Зная о популярности своей дочери, Луиза привлекла к государственным делам и ее. Брантом говорит:
Во время плена Франциска Маргарита очень помогала своей матери управлять государством… и привлекать на свою сторону дворянство, ибо доступ к ней для всех был очень легок и она завоевывала сердца своими прекрасными качествами.
Луиза резко изменила свое отношение к представителям нового религиозного учения, опасаясь, как бы религиозная распря между Сорбонной и протестантами не отняла у нее помощи и содействия папы. Когда парламент громко заявил, что павийское несчастье есть кара Божия за попущения, оказанные «ереси лютеристов», регентша обратилась к Сорбонне с вопросом: что же делать, чтобы искоренить ересь и умилостивить небесное правосудие? Сорбонна ответила, что «нужно употребить власть и насилие против личности лжеучителей, ибо те, кто противится свету, должны быть к нему приводимы пытками и ужасом». Папа одобрил этот совет и благословил буллой от 20 мая 1525 года комиссию, которая, в сущности, вводила во Франции инквизицию.

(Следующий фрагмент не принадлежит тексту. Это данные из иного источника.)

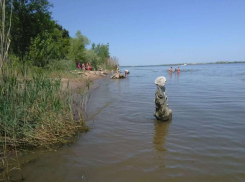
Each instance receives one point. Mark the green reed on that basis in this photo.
(34, 111)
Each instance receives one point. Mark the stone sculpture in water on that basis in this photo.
(162, 112)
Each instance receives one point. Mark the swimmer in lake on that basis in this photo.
(126, 73)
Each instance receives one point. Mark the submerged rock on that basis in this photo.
(162, 112)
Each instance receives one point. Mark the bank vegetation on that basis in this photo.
(35, 53)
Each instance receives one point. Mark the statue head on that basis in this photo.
(160, 81)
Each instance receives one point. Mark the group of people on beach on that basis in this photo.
(172, 70)
(84, 67)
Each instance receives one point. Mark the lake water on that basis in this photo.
(205, 141)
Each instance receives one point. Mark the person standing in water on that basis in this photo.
(126, 73)
(83, 67)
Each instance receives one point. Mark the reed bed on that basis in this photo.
(34, 112)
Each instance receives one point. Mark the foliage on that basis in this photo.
(46, 47)
(77, 47)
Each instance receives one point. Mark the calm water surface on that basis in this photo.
(205, 141)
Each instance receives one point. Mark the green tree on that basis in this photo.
(30, 18)
(102, 51)
(77, 49)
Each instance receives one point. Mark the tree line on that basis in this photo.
(39, 40)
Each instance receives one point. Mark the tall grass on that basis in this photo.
(34, 111)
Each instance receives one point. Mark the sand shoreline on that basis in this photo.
(76, 84)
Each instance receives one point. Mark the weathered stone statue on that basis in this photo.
(162, 112)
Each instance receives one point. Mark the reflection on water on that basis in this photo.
(203, 142)
(161, 131)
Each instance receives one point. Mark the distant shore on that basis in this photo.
(179, 64)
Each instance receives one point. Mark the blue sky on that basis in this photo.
(148, 32)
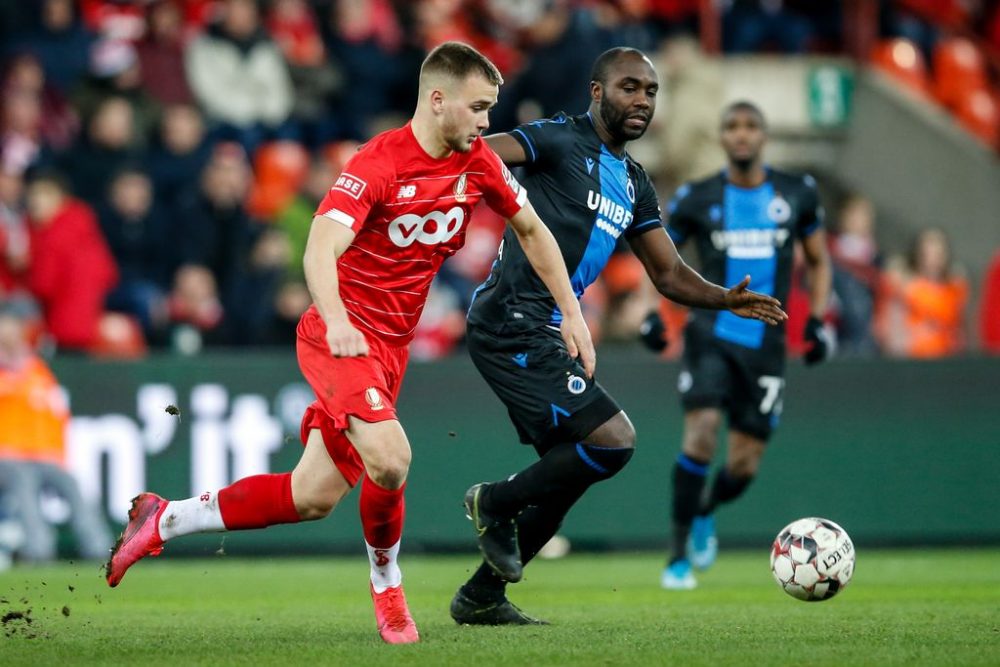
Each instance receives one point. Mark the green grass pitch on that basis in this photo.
(932, 607)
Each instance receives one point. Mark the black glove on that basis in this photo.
(823, 341)
(653, 333)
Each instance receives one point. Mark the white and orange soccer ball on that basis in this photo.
(812, 559)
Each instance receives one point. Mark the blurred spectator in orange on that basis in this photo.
(14, 248)
(178, 156)
(70, 271)
(240, 78)
(138, 234)
(856, 275)
(59, 122)
(114, 19)
(922, 21)
(115, 72)
(105, 148)
(923, 301)
(60, 42)
(33, 420)
(161, 54)
(989, 308)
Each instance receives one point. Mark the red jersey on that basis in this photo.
(409, 212)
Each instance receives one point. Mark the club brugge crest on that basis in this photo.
(373, 398)
(779, 210)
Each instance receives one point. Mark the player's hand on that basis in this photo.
(752, 305)
(823, 339)
(344, 340)
(578, 343)
(653, 332)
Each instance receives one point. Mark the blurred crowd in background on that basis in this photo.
(160, 160)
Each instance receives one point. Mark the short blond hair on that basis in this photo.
(456, 61)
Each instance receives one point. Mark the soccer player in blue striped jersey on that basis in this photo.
(744, 220)
(590, 192)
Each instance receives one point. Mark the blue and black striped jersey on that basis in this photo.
(588, 197)
(740, 231)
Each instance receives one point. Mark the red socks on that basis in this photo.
(258, 501)
(266, 500)
(382, 512)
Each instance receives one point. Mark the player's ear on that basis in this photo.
(437, 100)
(596, 91)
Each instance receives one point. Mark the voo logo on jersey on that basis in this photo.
(435, 227)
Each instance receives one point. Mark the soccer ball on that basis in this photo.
(812, 559)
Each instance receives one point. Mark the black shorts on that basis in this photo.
(547, 394)
(748, 384)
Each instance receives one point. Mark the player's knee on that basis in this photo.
(617, 432)
(701, 436)
(389, 471)
(315, 506)
(743, 467)
(607, 461)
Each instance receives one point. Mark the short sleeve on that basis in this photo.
(544, 141)
(646, 215)
(501, 190)
(680, 217)
(355, 192)
(812, 214)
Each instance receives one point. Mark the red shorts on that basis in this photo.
(365, 387)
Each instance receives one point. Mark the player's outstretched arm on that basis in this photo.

Луиза целиком отдалась делу освобождения своего сына. Дипломатии была задана трудная задача. Всюду искали друзей и помощи; обратились даже к турецкому султану, и это явилось важным событием в сфере международных отношений: заклятый враг, «неверный мусульманин», призывается на выручку «христианского короля»! Венеция и папа, опасаясь нарушения политического равновесия, поддерживали Луизу, обещая ей всяческое содействие; Генрих VIII Английский заключил с Францией мир; оставалось только справиться с самим Карлом V. Но это оказалось не так-то легко.
Генрих VIII
Павийская победа была для молодого, 25-летнего, императора столь неожиданным и столь страстно желанным торжеством, что у него кружилась голова от грандиозности планов, начинавших теперь казаться ему осуществимыми. Он уже фактически владел большей частью Европы: император Германский, король Испанский, почти полновластный господин Италии, владетель Нидерландов… Карл мнил себя уже победителем Франции и основателем новой всемирной монархии. Для этого ему понадобится еще только одолеть турок и прибавить к своим владениям весь Балканский полуостров. В письме к Ланнуа он признается в своем намерении:
Так как Вы захватили короля Французского, которого я Вас прошу хорошенько хранить, то я не знаю, куда бы я лучше мог обратиться теперь, как не против неверных!..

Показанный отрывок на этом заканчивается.